Nvidia (NASDAQ: NVDA) CEO Jensen Huang offered a glimpse into the company’s future today at the GPU Technology Conference. He introduced the Blackwell Ultra GB300 family of semiconductors, which will feature 1.5 times the memory of the current Blackwell line and deliver significantly higher performance. Huang told the audience that Nvidia expects to launch Blackwell Ultra in the second half of 2025.
The event also revealed Nvidia’s longer-term plans. Huang unveiled the next-gen CPU-GPU platform, dubbed Vera Rubin, which is set for release in the second half of 2026, with the Rubin Ultra GPUs following a year later in 2027. He highlighted their immense power, noting that Blackwell offers 68 times the computing power of its Hopper line, while Rubin represents a 900-fold increase. The Vera Rubin name honors the astronomer known for discovering dark matter, and Huang noted a future line would be named after physicist Richard Feynman.
Huang delivered his keynote address at San Jose’s McEnery Convention Center, sporting his signature black leather jacket. He called the weeklong GPU Technology Conference “the Super Bowl of AI,” with Nvidia expecting around 25,000 attendees to join.
Huang also highlighted the surging demand for Nvidia GPUs. He revealed that in its 2025 fiscal year, which ended in late January, the company shipped 3.6 million Blackwell GPUs to America’s top four cloud providers—Microsoft (NASDAQ: MSFT), Alphabet (NASDAQ: GOOGL), Amazon (NASDAQ: AMZN), and Meta Platforms (NASDAQ: META). This is a sharp increase from the 1.3 million Hopper GPUs shipped the year before.
In addition, Nvidia announced a new partnership with General Motors (NYSE: GM). The collaboration will focus on training AI manufacturing models to help build what Huang described as GM’s “future self-driving car fleet.” He added, “The time for autonomous vehicles has arrived.”
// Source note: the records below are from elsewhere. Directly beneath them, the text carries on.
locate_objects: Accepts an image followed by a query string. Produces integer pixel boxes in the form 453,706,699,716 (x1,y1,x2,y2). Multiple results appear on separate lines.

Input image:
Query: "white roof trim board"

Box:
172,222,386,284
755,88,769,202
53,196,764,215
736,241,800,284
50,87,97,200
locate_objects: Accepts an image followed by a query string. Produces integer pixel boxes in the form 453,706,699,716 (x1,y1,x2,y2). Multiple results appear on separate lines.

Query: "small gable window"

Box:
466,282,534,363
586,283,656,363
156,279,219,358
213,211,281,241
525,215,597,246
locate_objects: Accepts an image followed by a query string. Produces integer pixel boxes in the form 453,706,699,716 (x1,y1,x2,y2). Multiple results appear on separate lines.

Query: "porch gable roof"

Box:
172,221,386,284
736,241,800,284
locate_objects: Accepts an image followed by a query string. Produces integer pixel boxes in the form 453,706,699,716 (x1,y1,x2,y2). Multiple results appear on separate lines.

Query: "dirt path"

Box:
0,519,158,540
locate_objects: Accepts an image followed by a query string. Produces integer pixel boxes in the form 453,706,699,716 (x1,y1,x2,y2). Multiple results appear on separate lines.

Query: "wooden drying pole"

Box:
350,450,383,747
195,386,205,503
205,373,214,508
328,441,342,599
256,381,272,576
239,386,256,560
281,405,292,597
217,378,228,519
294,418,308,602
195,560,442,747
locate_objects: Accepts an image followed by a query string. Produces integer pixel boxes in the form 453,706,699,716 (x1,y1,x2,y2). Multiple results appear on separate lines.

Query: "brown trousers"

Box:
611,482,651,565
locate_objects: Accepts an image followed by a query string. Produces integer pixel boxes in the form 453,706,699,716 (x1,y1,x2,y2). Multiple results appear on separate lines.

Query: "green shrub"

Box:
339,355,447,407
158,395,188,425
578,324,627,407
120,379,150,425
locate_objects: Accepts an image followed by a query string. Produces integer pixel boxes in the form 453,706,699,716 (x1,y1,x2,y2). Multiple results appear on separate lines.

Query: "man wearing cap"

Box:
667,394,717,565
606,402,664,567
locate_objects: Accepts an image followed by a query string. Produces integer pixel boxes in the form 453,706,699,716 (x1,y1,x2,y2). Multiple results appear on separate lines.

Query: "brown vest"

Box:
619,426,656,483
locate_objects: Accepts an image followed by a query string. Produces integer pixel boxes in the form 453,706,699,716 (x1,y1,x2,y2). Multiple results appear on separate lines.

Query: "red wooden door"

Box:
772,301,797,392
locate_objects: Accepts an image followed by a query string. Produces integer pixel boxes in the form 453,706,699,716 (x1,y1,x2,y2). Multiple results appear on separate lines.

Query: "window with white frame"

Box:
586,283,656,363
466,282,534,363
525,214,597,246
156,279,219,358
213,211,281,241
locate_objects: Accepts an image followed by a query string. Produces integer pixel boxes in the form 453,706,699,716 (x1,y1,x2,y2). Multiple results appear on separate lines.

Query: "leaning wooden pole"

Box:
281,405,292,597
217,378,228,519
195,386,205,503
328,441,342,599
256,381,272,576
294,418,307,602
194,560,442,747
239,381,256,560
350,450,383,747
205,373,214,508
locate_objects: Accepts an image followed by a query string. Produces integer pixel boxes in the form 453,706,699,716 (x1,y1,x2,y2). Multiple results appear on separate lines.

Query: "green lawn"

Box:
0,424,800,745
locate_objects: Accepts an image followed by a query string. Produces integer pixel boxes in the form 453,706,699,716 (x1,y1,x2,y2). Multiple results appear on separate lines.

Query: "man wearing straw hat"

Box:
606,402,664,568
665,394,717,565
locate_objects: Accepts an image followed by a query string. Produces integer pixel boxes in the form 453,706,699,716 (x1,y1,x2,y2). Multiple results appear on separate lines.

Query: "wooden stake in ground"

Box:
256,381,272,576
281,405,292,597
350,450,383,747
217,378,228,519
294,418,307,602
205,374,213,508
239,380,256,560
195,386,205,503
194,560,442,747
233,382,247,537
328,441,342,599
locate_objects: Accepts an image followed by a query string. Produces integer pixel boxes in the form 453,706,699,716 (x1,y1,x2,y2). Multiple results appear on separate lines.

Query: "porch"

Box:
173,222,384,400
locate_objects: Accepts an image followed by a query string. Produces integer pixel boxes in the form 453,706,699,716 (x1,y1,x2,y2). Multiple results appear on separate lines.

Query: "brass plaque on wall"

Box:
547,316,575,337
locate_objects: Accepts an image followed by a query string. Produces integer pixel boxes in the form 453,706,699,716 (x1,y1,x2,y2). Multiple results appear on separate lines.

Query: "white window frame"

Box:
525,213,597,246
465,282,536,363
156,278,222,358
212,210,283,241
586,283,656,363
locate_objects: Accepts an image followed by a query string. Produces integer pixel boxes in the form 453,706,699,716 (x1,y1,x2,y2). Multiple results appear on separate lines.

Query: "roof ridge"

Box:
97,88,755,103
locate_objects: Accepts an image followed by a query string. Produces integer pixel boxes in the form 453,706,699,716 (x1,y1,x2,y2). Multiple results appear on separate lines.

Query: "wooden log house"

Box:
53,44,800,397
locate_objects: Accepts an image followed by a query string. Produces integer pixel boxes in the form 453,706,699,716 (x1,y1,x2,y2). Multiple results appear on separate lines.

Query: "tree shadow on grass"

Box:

Despite the buzz, Nvidia (NASDAQ: NVDA) shares fell over 3% in Tuesday trading and are down 13% year-to-date. Ahead of the conference, Bank of America analysts suggested its recent pullback could offer a buying opportunity for investors, reaffirming a $200 price target that sits above the $177 consensus of analysts tracked by Visible Alpha.